His first thrust was mind-meltingly slow, and everything in my body pulled taut around him as he sank deep into me. My breath caught, stars popping behind my eyes from the surprise of his size and the wave of pleasure racing through me.
“Oh, God,” I gasped as he rocked into me.
“Are you praying to me?” he teased against my ear, sending a tingle down my spine. I couldn’t take going this slow. I pushed against him, fast, eager, and he matched my intensity.
He pulled me away from the bookshelves and spun around to sit on the couch, drawing me on top of him as he lay back. I gasped his name as he pushed into me again, his hands spanning my ribs. I leaned over him, my hands splayed against his chest as I tried to keep from coming undone. His mouth roved over my breast, and an intoxicating pulse of heat and want went through me.
“I’ve wanted you for so long,” he hissed, hands tightening on my ass.
A thrill rippled through my chest at the rasp of his voice. “I have too,” I admitted in a hush. “Since that night at the drive-in.”
“No,” he said firmly. “Before that.”
My chest fluttered like there was a box fan blowing glitter around in it, and everything in me mounted—tightrope-taut and quivering—as Gus went on whispering into my skin: “Before you answered the door in that black dress with those thigh-high boots, and before I saw your hair all wet and frizzy at that book club.”
Gus looped an arm around my waist and flipped us over, and I wrapped my leg around his hip, my other foot sliding down the back of his calf as he murmured against my cheek, his husky voice shimmering through me like electric current.
He brushed a kiss across my jaw. “And before that goddamn frat party.”
My stomach somersaulted, and I tried to say it back, but one of Gus’s hands had wound around the back of my neck and the other was trailing down my center, lancing through my thoughts like
a warm knife through butter.

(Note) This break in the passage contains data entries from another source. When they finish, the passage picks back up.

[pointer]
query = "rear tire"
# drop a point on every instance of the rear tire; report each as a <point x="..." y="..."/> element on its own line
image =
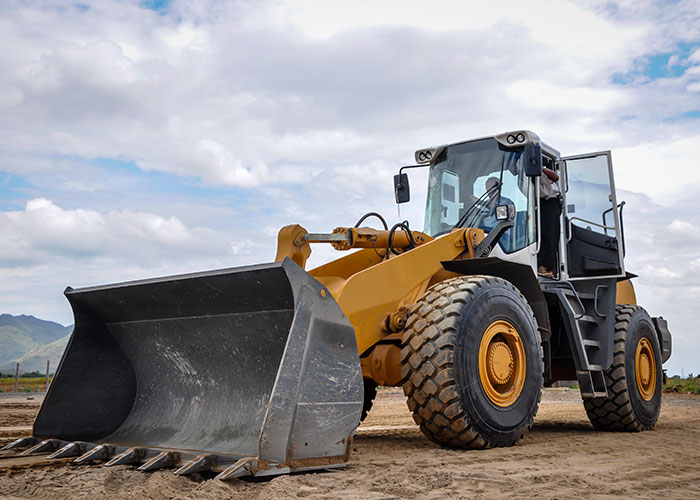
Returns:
<point x="634" y="380"/>
<point x="472" y="363"/>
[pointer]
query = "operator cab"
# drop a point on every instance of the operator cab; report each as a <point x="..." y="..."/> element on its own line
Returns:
<point x="483" y="182"/>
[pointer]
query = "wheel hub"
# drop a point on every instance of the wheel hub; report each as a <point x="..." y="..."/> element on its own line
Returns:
<point x="502" y="364"/>
<point x="645" y="369"/>
<point x="499" y="363"/>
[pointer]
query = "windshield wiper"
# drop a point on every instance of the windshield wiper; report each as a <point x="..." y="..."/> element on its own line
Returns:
<point x="476" y="204"/>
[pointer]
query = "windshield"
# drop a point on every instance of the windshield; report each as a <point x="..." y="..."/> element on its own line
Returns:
<point x="466" y="184"/>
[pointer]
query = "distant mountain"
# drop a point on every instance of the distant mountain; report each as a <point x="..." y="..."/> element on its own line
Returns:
<point x="35" y="360"/>
<point x="21" y="335"/>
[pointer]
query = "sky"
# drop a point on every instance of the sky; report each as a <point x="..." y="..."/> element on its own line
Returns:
<point x="142" y="139"/>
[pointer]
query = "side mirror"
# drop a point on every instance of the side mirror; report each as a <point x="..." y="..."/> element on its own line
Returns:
<point x="402" y="192"/>
<point x="532" y="160"/>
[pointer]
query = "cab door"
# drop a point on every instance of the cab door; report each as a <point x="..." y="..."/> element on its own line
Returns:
<point x="593" y="240"/>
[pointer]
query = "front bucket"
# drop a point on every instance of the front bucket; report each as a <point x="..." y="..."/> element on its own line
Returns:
<point x="250" y="370"/>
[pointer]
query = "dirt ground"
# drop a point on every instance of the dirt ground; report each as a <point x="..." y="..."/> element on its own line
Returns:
<point x="562" y="457"/>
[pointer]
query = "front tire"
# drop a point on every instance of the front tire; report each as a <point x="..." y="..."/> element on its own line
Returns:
<point x="472" y="363"/>
<point x="634" y="380"/>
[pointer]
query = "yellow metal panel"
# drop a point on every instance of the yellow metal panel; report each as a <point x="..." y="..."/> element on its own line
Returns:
<point x="625" y="293"/>
<point x="368" y="293"/>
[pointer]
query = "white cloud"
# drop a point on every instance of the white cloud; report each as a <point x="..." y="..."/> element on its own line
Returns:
<point x="300" y="112"/>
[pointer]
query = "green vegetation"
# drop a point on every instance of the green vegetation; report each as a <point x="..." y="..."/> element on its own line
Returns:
<point x="26" y="384"/>
<point x="690" y="385"/>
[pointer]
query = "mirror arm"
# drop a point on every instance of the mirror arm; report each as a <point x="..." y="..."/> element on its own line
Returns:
<point x="487" y="244"/>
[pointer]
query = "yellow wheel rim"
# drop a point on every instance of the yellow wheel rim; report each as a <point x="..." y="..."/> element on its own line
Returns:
<point x="502" y="363"/>
<point x="645" y="369"/>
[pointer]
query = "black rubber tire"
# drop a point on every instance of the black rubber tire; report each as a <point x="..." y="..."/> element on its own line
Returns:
<point x="440" y="365"/>
<point x="624" y="409"/>
<point x="370" y="394"/>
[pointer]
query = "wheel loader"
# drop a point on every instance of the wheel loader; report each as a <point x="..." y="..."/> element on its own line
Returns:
<point x="268" y="369"/>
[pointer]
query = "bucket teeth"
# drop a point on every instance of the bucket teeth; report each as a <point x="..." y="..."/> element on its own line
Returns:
<point x="164" y="459"/>
<point x="130" y="456"/>
<point x="197" y="464"/>
<point x="70" y="450"/>
<point x="240" y="468"/>
<point x="21" y="443"/>
<point x="100" y="452"/>
<point x="43" y="447"/>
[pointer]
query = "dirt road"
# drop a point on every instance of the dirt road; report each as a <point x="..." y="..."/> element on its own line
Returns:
<point x="563" y="457"/>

We undulated against each other, lost ourselves in each other, everything else blurry and unnecessary around us.
“Oh,” I bit out as he thrust harder, deeper, and all at once, I came undone, rush after rush of pleasure rippling out through me as I clutched tight around him. He braced himself over me, burying his mouth into my neck as we unraveled together, breath hitching, muscles shivering.
He collapsed beside me, breathing hard, but kept one arm draped over me, fingers curled against my ribs, and a faint, gruff laugh rose out of him as he threw his other arm over his eyes and shook his head.

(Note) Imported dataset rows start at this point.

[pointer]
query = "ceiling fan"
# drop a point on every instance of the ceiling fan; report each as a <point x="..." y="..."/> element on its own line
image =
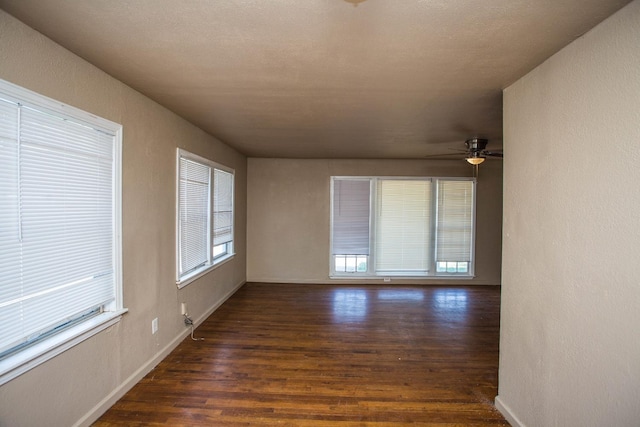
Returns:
<point x="475" y="153"/>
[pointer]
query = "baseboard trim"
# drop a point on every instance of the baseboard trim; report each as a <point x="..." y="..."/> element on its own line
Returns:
<point x="507" y="413"/>
<point x="373" y="281"/>
<point x="106" y="403"/>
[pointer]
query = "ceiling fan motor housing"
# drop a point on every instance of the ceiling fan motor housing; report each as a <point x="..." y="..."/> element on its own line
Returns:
<point x="475" y="145"/>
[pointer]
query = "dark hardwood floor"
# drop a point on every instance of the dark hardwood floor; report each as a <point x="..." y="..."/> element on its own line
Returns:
<point x="327" y="355"/>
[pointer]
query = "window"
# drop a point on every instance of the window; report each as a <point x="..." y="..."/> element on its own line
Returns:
<point x="60" y="250"/>
<point x="402" y="226"/>
<point x="204" y="223"/>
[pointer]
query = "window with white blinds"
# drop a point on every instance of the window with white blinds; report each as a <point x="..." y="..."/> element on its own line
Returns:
<point x="204" y="216"/>
<point x="59" y="218"/>
<point x="402" y="226"/>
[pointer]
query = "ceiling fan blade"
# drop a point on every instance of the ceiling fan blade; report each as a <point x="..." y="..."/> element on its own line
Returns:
<point x="492" y="153"/>
<point x="442" y="155"/>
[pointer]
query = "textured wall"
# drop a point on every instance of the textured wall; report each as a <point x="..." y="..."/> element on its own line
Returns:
<point x="570" y="347"/>
<point x="289" y="215"/>
<point x="81" y="381"/>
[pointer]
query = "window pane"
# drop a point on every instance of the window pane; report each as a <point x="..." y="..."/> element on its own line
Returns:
<point x="57" y="224"/>
<point x="455" y="222"/>
<point x="193" y="214"/>
<point x="403" y="226"/>
<point x="222" y="207"/>
<point x="351" y="201"/>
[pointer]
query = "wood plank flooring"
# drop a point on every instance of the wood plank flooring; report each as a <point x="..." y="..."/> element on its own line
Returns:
<point x="327" y="355"/>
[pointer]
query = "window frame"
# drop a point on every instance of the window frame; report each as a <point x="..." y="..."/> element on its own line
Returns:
<point x="213" y="260"/>
<point x="50" y="344"/>
<point x="371" y="272"/>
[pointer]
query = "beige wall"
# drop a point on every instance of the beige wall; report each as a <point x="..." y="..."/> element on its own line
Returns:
<point x="83" y="381"/>
<point x="570" y="340"/>
<point x="289" y="213"/>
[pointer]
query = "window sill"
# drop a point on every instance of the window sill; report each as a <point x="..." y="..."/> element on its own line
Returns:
<point x="184" y="281"/>
<point x="387" y="277"/>
<point x="35" y="355"/>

“What?” I asked, still catching my breath. I turned onto my side and Gus did the same, his hand falling from in front of his face to race up the side of my thigh and hip. He leaned forward and kissed my sweat-sheened shoulder, nuzzling his face into that side of my neck now.
“I just remembered what you said about the bookshelf,” he said in a gravelly voice. “You can’t even stop roasting me when I’m losing my mind over your body.”
Warmth flooded through me—embarrassment and giddiness and something softer and harder to name. Before that, I heard him whisper in my mind. I lay back, dropping my head onto a throw pillow. Gus’s hand trailed from my hip bone to my stomach, spreading wide as he leaned over and pressed a slow kiss to it.
My limbs felt exhausted and limp but my heart was still racing. Even if I’d known something had to give between Gus and me, I never would have imagined him like this, keeping his hands on me at all times, his eyes on my mouth and body and eyes, kissing my stomach and laughing into my skin as we lay naked, wrapped together like we’d done this a hundred times.
What does it mean? I thought, followed by, Stop trying to make everything mean something! But my chest was pulling tight as the full force of everything that had just happened settled on me. I had loved touching Gus, being touched by him, like I’d known I would, but this . . . this was unexpected, and it was possible I loved it even more.